# TV Apps Service Unavailable (5)



## gregftlaud (Nov 20, 2005)

My TV Apps were working fine until I added the "My NCAABB" App then after i exited out of the adding tv apps section i got a blue bar on the bottom right side of the screen that says "service unavailable (5)". 

Checked my network services connection and it's connects. In system info STB status is 5001

Maybe a problem with the NCAABB app? If so how can u remove an app if you cant access the apps on the receiver?


----------



## gregftlaud (Nov 20, 2005)

Well I found the area on dtv's website to add/remove apps. I removed the NCAABB app online.....restarted my receiver and now my Apps work fine. Must be something up with that NCAABB app.


----------



## armchair (Jul 27, 2009)

I had that same error the last time I browsed the APPS store with the DVR. Not only that but the whole screen was going blank when I tried to launch and the dismiss with right arrow would launch the blank TV APPS banner. I had to menu restart; since it was goofed-up.

It may not be the APP; waiting 15 minutes, or restarting network services may be all that is needed to do to get the TV APPS back if it does it again. If not, a menu restart may be necessary.

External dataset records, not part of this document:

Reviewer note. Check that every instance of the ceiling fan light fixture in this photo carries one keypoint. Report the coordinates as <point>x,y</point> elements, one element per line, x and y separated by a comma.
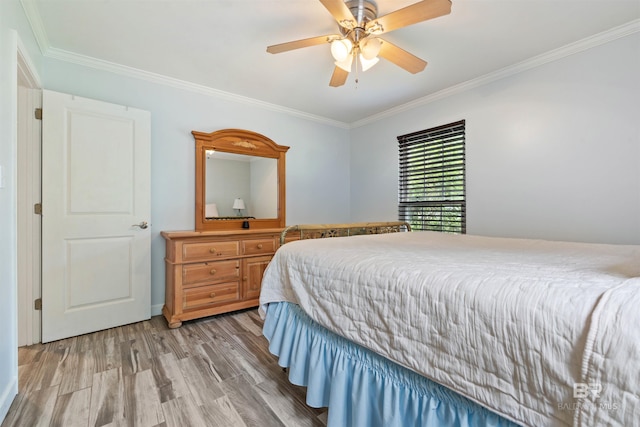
<point>345,64</point>
<point>368,63</point>
<point>341,49</point>
<point>370,47</point>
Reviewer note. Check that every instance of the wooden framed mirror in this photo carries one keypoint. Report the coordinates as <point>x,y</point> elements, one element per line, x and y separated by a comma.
<point>240,181</point>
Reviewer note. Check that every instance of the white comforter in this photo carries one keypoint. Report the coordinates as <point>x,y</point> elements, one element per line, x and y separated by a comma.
<point>543,333</point>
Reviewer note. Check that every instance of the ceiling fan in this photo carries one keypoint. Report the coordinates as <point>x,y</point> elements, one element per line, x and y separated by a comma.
<point>360,29</point>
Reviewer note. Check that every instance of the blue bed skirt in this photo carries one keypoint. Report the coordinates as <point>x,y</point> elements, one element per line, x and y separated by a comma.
<point>359,387</point>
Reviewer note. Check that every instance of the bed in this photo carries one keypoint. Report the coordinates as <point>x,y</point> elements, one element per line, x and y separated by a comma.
<point>425,328</point>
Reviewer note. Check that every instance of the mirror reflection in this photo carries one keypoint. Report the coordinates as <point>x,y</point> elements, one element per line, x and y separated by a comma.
<point>240,186</point>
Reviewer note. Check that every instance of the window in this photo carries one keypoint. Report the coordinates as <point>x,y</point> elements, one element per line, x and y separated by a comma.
<point>432,179</point>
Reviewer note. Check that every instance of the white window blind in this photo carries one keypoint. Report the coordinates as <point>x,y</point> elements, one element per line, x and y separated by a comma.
<point>432,179</point>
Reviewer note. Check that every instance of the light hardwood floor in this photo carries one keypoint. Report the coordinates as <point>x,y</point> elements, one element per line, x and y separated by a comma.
<point>215,371</point>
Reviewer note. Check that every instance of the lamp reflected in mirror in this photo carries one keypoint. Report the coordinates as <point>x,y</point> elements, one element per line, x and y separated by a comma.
<point>238,205</point>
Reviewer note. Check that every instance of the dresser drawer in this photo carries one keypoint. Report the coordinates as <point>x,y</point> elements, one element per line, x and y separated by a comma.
<point>196,298</point>
<point>210,250</point>
<point>208,272</point>
<point>259,246</point>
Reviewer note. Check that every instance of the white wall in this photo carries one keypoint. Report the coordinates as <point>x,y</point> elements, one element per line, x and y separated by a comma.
<point>552,153</point>
<point>317,162</point>
<point>14,29</point>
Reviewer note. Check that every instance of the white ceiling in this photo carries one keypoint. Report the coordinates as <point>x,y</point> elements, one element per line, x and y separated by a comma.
<point>221,45</point>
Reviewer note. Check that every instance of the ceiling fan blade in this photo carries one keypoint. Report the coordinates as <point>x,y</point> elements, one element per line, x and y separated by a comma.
<point>297,44</point>
<point>340,12</point>
<point>339,77</point>
<point>401,58</point>
<point>417,12</point>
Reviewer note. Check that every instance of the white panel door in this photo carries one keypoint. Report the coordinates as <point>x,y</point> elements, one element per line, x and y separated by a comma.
<point>96,270</point>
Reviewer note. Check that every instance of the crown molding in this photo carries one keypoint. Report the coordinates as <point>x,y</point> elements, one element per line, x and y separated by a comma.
<point>37,27</point>
<point>536,61</point>
<point>102,65</point>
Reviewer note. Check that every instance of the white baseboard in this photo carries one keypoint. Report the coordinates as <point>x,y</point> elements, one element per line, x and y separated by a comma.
<point>6,399</point>
<point>156,310</point>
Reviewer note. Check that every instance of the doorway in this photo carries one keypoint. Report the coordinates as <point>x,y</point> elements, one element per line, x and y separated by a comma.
<point>29,193</point>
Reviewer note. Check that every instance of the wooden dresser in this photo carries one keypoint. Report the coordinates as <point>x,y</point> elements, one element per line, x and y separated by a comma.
<point>213,272</point>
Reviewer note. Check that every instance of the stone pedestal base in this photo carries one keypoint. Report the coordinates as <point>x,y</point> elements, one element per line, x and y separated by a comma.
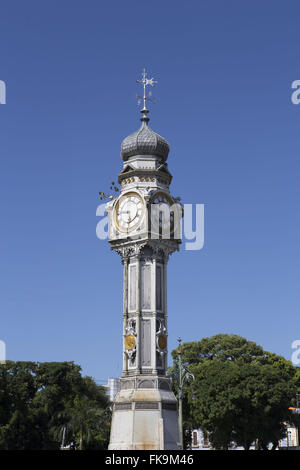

I'd try it again or just add it on-line and give it minutes if it doesn't launch or update right away.


----------



## gregftlaud (Nov 20, 2005)

Yah i tell u what i'm really getting sick and tired and having to restart my receiver to get my Apps to load. Network services working on..........internet connection working yet at least once a day i hit the right arrow it says it's loading the apps but then the side bar never appears. Restart and they load. I really love the Apps esp for the weather but i'm about to give up on them ......shouldnt have to restart the receiver 1-2 times a day b/c they stop loading.


----------